Cronin - who won five silver Logies - played Dave Sullivan in the beloved TV drama from 1976-1983, and Gary Hogan in Matlock Police (1971-76).
He was also a passionate AFL supporter who founded the Brisbane Bears team in 1986 and served as president of the club from 1987 until 1989.
The team, now known as the Brisbane Lions, will wear black armbands on Saturday night for their clash against the GWS Giants as a mark of respect for Cronin, as well as the NRL's Danny Frawley.
"Paul played a important role in bringing AFL to Queensland through leading the consortium that established the Brisbane Bears," the Lions said in a statement.
"A national Australian Rules football competition exists today because of the passion and energy of people like Paul and we are very grateful for his contribution to this legacy."
Born in Jamestown, South Australia in 1938, he was married to wife Helen for 50 years.
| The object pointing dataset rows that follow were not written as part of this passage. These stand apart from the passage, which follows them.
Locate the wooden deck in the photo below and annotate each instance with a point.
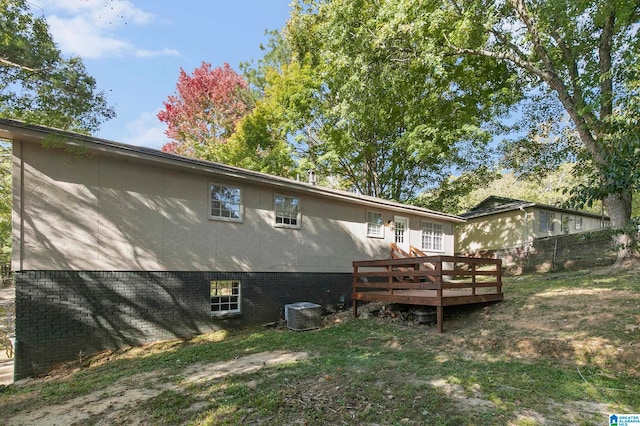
(427, 280)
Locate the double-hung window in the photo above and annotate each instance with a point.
(225, 202)
(287, 211)
(432, 236)
(225, 297)
(547, 221)
(375, 227)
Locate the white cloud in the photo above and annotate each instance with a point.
(146, 130)
(88, 28)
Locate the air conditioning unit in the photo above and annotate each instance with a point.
(302, 316)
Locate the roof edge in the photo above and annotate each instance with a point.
(15, 128)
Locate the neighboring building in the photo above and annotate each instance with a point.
(117, 245)
(503, 226)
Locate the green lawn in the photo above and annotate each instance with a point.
(560, 349)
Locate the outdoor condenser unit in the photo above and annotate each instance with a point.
(302, 316)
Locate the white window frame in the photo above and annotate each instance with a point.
(239, 203)
(229, 297)
(548, 222)
(378, 224)
(432, 236)
(284, 214)
(406, 232)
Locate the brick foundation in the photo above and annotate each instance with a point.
(61, 315)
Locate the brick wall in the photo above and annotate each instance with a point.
(61, 315)
(576, 251)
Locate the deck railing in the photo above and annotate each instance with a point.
(446, 280)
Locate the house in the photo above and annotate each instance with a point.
(502, 226)
(117, 245)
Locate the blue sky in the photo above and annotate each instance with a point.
(136, 48)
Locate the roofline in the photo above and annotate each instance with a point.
(14, 129)
(528, 204)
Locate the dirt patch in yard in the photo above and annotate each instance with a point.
(107, 405)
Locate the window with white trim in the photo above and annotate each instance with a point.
(225, 297)
(547, 221)
(375, 226)
(225, 202)
(432, 236)
(287, 211)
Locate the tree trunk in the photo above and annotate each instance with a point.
(619, 209)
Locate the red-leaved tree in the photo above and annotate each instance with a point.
(205, 109)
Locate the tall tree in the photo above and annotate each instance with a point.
(203, 113)
(377, 112)
(213, 116)
(579, 55)
(39, 85)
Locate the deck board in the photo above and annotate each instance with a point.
(407, 282)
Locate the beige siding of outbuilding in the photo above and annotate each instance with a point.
(515, 228)
(98, 211)
(501, 230)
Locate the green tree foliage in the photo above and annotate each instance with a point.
(39, 85)
(460, 193)
(578, 60)
(373, 110)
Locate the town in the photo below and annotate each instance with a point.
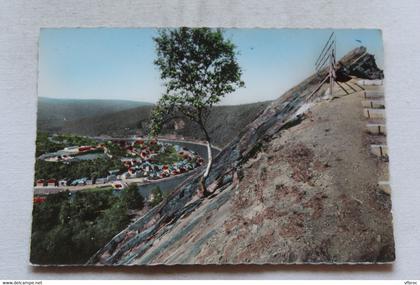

She died in 2013.
He also starred as Gary Hogan in Matlock Police, and its spin-off Solo One (1976), both of which were set in a country town in Victoria.
Other TV credits included Homicide, Division 4, The Flying Doctors, A Place To Call Home, and State Coroner.
In the 1980s, Cronin fronted a series of TV commercials about drink driving, with his tagline "What sort of friend are you? ... Would you let a mate drink and drive?"
He died surrounded by his four daughters and grandchildren, the Herald Sun reported.
"He was the most wonderful father, he was protective, he would have done everything for his girls," daughter Susanne said.
"We loved him so much, he adored mum so much."
Australian entertainers have paid tribute to the actor online.
"Saddened to hear of the death of our old family friend Paul Cronin. Great actor, great guy. Will be missed," wrote comedian Marty Fields on Twitter.
Radio host Simon Owens said he shared many laughs while working together.
"So sad to hear of the passing of the lovely Paul Cronin. It was an honour to have worked with the great man. Many, many laughs. There will never be another Dave Sullivan," he wrote.